If the user exports the saved_model by splicing the low-level APIs, it is necessary to ensure that the save_incr_model parameter is set to true (the default is false) when building the SavedModelBuilder.

class SavedModelBuilder(_SavedModelBuilder):
  def __init__(self, export_dir, save_incr_model=False):
    super(SavedModelBuilder, self).__init__(export_dir=export_dir, save_incr_model=save_incr_model)

  ...

Estimator

If the user uses estimtor, the parameter save_incr_model needs to be set to True when calling estimator.export_saved_model,

estimator.export_saved_model(
    export_dir_base,
    serving_input_receiver_fn,
    ...
    save_incr_model=True)

Model path configuration

In Processor, users need to provide checkpoint and saved_model paths, and processor reads meta graph information from saved_model, including signature, input, output and other information. The model parameters need to be read from the checkpoint, because the current incremental update depends on the checkpoint instead of the saved model. During the serving process, when the checkpoint is updated and the processor finds a new version of the model in the specified model directory, it will automatically load the latest model. The saved model is generally not updated unless the graph changes. If it does change, a new processor instance needs to be restarted.

The user provided files are as follows:

checkpoint:

/a/b/c/checkpoint_parent_dir/
     |  _ _ checkpoint_1/...
     |  _ _ checkpoint_2/...
     |  _ _ checkpoint_3/
                   |  _ _ checkpoint
                   |  _ _ graph.pbtxt
                   |  _ _ model.ckpt-0.index
                   |  _ _ model.ckpt-0.meta
                   |  _ _ model.ckpt-0.data-00000-of-00001
                   |  _ _ .incremental_ckpt/...

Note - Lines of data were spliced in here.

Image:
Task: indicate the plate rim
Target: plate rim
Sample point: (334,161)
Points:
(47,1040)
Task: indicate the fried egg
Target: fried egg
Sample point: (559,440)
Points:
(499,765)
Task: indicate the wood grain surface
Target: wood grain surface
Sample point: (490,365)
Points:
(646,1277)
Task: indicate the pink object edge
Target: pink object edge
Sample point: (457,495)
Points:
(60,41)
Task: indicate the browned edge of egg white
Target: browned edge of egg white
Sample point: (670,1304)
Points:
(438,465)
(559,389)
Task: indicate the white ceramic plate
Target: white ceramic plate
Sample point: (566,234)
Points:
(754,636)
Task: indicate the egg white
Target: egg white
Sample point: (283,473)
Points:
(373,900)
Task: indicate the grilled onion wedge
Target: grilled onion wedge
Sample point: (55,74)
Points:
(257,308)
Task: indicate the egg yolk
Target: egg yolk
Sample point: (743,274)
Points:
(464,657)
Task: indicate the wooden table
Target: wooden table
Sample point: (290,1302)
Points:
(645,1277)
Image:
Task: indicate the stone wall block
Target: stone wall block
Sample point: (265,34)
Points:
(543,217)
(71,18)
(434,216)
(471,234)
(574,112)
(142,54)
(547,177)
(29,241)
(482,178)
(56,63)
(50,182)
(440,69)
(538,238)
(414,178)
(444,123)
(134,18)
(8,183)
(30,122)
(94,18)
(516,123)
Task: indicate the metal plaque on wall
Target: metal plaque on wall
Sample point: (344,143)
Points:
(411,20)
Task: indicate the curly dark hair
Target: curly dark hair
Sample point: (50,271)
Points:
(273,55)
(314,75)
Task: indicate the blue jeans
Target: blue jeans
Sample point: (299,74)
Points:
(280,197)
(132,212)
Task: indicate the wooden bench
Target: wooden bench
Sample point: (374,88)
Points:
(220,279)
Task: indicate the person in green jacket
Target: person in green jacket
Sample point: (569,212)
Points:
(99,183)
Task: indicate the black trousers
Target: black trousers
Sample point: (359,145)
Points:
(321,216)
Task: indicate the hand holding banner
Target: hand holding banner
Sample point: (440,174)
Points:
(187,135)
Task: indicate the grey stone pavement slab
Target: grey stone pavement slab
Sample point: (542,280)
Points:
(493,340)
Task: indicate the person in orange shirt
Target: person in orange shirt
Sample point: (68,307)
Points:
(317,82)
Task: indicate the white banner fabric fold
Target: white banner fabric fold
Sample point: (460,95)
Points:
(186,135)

The above checkpoint_1~checkpoint_3 are a complete model directory, including full model and incremental model.

saved_model:

/a/b/c/saved_model/
      | _ _ saved_model.pb
      | _ _ variables

Taking the above as an example, in the configuration file, “checkpoint_dir” is set to “/a/b/c/checkpoint_parent_dir/”, and “savedmodel_dir” is set to “/a/b/c/saved_model/”

Warmup

The default Model Warmup in EAS is executed when the eas task is started. For the ODL processor, because the model will be automatically updated during the serving process, the Warmup is also required for the new model, so we provide Warmup function in serving.

{
...
"model_config": {
  ...
  "warmup_file_name": "/xxx/xxx/warm_up.bin",
  ...
}
...
}

Processor currently does not support downloading warmup files, and users have two ways to provide warmup files.

1.EASmount oss, example as follows,

"storage": [
  {
    "mount_path": "/data_oss",
    "oss": {
      "endpoint": "oss-cn-shanghai-internal.aliyuncs.com",
      "path": "oss://bucket/"
    }
  }
]

Mount oss://bucket/ on the local /data_oss directory, assuming that the location of the warmup file in oss is “oss://bucket/1/warmup.bin”, then in the configuration file, you need to set the warmup_file_name to ” /data_oss/1/warmup.bin”

2.If the user does not mount oss, another way is to use EAS to download the warmup file, the configuration is as follows,

{
...
"model_config": {
  ...
  "warmup_file_name": "/home/admin/docker_ml/workspace/model/warm_up.bin",
  ...
}
"warm_up_data_path": "oss://my_oss/1/warm_up.bin",
...
}

The warmup parameter “warm_up_data_path” of EAS needs to be configured: “oss://my_oss/1/warm_up.bin” so that the EAS framework will download this file, and the download path is “/home/admin/docker_ml/workspace/model/warm_up. bin” (different versions of eas may change, you need to consult EAS developer), the user can set the warmup_file_name to “/home/admin/docker_ml/workspace/model/warm_up.bin”, so that the processor can also find the warmup_file for warmup.

End2End example

Details see: serving/processor/tests/end2end/README A complete end-to-end example is provided here.

Timeline collection

By configuring timeline-related parameters in the config file, the corresponding timeline files can be obtained. These files are in binary format and cannot be displayed directly in chrome://tracing. Users need to go to the DeepRec directory (usually /root/ .cache/bazel/_bazel_root/) to find the config_pb2.py file which is required by gen_timeline.py script, and put it in the serving/tools/timeline directory, execute gen_timeline.py in this directory to generate the timeline that chrome://tracing can display.